Michael Sandonato, partner at Fitzpatrick, Cella, Harper & Scinto and chair of the firm’s electronic and computer technologies practice group, explained: “The DoJ’s brief wisely treats the issue as one of statutory interpretation as well, but focuses on the question of what the relevant ‘article of manufacture’ is, and argues that it sometimes may be a component of the finished product. The DoJ would have the fact finder identify the ‘article of manufacture’, and in that sense eschews the Federal Circuit’s more categorical rule.”

What the Supreme Court did say was telling enough for commentators to agree that Samsung will be the happiest with the result.

Justice Sonia Sotomayor wrote on behalf of the unanimous court: “The Federal Circuit’s narrower reading of ‘article of manufacture’ cannot be squared with the text of Section 289 of the Patent Act.”

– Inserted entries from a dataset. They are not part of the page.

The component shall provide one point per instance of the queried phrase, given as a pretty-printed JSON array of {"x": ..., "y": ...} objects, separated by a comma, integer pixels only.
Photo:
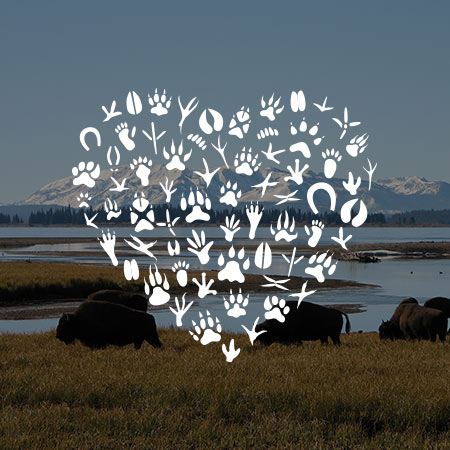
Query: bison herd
[{"x": 113, "y": 317}]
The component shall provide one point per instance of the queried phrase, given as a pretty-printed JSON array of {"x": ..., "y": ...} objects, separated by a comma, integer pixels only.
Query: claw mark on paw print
[
  {"x": 125, "y": 136},
  {"x": 275, "y": 308},
  {"x": 159, "y": 104},
  {"x": 284, "y": 230},
  {"x": 322, "y": 261},
  {"x": 236, "y": 304},
  {"x": 246, "y": 163},
  {"x": 240, "y": 123},
  {"x": 232, "y": 270},
  {"x": 86, "y": 173},
  {"x": 207, "y": 330},
  {"x": 230, "y": 194},
  {"x": 160, "y": 287}
]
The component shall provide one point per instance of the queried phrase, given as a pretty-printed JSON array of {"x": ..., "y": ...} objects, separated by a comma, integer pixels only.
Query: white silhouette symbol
[
  {"x": 232, "y": 270},
  {"x": 160, "y": 287},
  {"x": 275, "y": 308},
  {"x": 236, "y": 304},
  {"x": 230, "y": 194},
  {"x": 231, "y": 227},
  {"x": 142, "y": 166},
  {"x": 284, "y": 230},
  {"x": 160, "y": 105},
  {"x": 196, "y": 200},
  {"x": 323, "y": 261},
  {"x": 86, "y": 173},
  {"x": 95, "y": 132},
  {"x": 254, "y": 214},
  {"x": 316, "y": 230},
  {"x": 176, "y": 158},
  {"x": 108, "y": 243},
  {"x": 125, "y": 137},
  {"x": 207, "y": 331},
  {"x": 240, "y": 123},
  {"x": 199, "y": 247},
  {"x": 345, "y": 124}
]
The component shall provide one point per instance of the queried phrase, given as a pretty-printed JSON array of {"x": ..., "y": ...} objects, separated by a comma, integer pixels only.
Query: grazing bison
[
  {"x": 130, "y": 299},
  {"x": 308, "y": 322},
  {"x": 98, "y": 324}
]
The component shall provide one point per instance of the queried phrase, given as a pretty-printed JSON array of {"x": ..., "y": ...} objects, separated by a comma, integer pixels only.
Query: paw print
[
  {"x": 159, "y": 104},
  {"x": 331, "y": 158},
  {"x": 230, "y": 194},
  {"x": 232, "y": 270},
  {"x": 284, "y": 230},
  {"x": 207, "y": 331},
  {"x": 180, "y": 268},
  {"x": 176, "y": 158},
  {"x": 271, "y": 109},
  {"x": 357, "y": 145},
  {"x": 245, "y": 163},
  {"x": 196, "y": 201},
  {"x": 86, "y": 173},
  {"x": 240, "y": 123},
  {"x": 275, "y": 308},
  {"x": 235, "y": 305},
  {"x": 323, "y": 261},
  {"x": 160, "y": 288},
  {"x": 142, "y": 166}
]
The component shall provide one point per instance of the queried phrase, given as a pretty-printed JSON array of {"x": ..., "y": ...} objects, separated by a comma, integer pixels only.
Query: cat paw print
[
  {"x": 176, "y": 157},
  {"x": 275, "y": 308},
  {"x": 331, "y": 158},
  {"x": 232, "y": 270},
  {"x": 142, "y": 167},
  {"x": 142, "y": 214},
  {"x": 240, "y": 123},
  {"x": 196, "y": 201},
  {"x": 207, "y": 330},
  {"x": 236, "y": 304},
  {"x": 86, "y": 174},
  {"x": 284, "y": 230},
  {"x": 180, "y": 269},
  {"x": 322, "y": 261},
  {"x": 160, "y": 287},
  {"x": 160, "y": 104},
  {"x": 246, "y": 163},
  {"x": 230, "y": 194}
]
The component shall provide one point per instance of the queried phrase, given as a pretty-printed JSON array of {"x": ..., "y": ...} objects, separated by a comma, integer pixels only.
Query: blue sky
[{"x": 62, "y": 60}]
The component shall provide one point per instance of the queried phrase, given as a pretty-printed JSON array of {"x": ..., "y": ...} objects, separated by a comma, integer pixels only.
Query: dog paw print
[
  {"x": 331, "y": 158},
  {"x": 236, "y": 304},
  {"x": 160, "y": 287},
  {"x": 125, "y": 136},
  {"x": 207, "y": 330},
  {"x": 232, "y": 270},
  {"x": 322, "y": 261},
  {"x": 246, "y": 163},
  {"x": 142, "y": 167},
  {"x": 240, "y": 123},
  {"x": 357, "y": 145},
  {"x": 180, "y": 269},
  {"x": 142, "y": 214},
  {"x": 275, "y": 308},
  {"x": 271, "y": 108},
  {"x": 176, "y": 157},
  {"x": 160, "y": 104},
  {"x": 284, "y": 230},
  {"x": 196, "y": 201},
  {"x": 230, "y": 194}
]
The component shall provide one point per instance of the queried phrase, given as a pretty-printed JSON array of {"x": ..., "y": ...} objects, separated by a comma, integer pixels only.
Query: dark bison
[
  {"x": 308, "y": 322},
  {"x": 99, "y": 324},
  {"x": 130, "y": 299}
]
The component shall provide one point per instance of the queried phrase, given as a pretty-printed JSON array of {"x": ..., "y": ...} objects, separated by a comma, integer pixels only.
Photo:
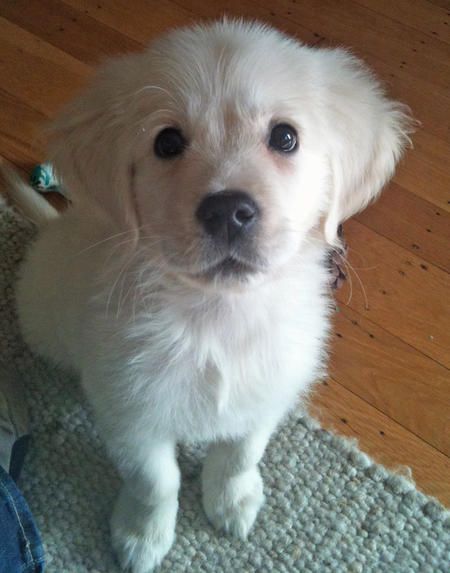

She explained that “article of manufacture” is broad enough to encompass both a product sold to a consumer and a component of that product. “A component of a product, no less than the product itself, is a thing made by hand or machine. That a component may be integrated into a larger product, in other words, does not put it outside the category of articles of manufacture.”

McKenna commented: “This decision is arguably a partial victory for Samsung because it delays any final decision on the damage award. Apple obviously would have preferred a blanket affirmation of the Federal Circuit decision and the multimillion dollar damage award.”

Ewan Grist, associate at Bird & Bird in London, agreed: “This decision will be welcomed not only by Samsung, which will now return to the Federal Court for an undoubtedly more favourable assessment of what it needs to pay over, but also more widely by manufacturers of complex, multi-component technology products. In reaching this decision, the US now broadly falls into line with the approach which would have be taken by the UK courts to the question.”

Hejab Azam, IP analyst at PatSnap, added a caveat, pointing out: “Damages that reflect the fact that only parts of a design have been infringed is less of a deterrent than being entitled to all the profits from sales of the product concerned, but is still a deterrent. The law also provides for other remedies, including injunctive relief that can have a major impact on the business of an infringer.”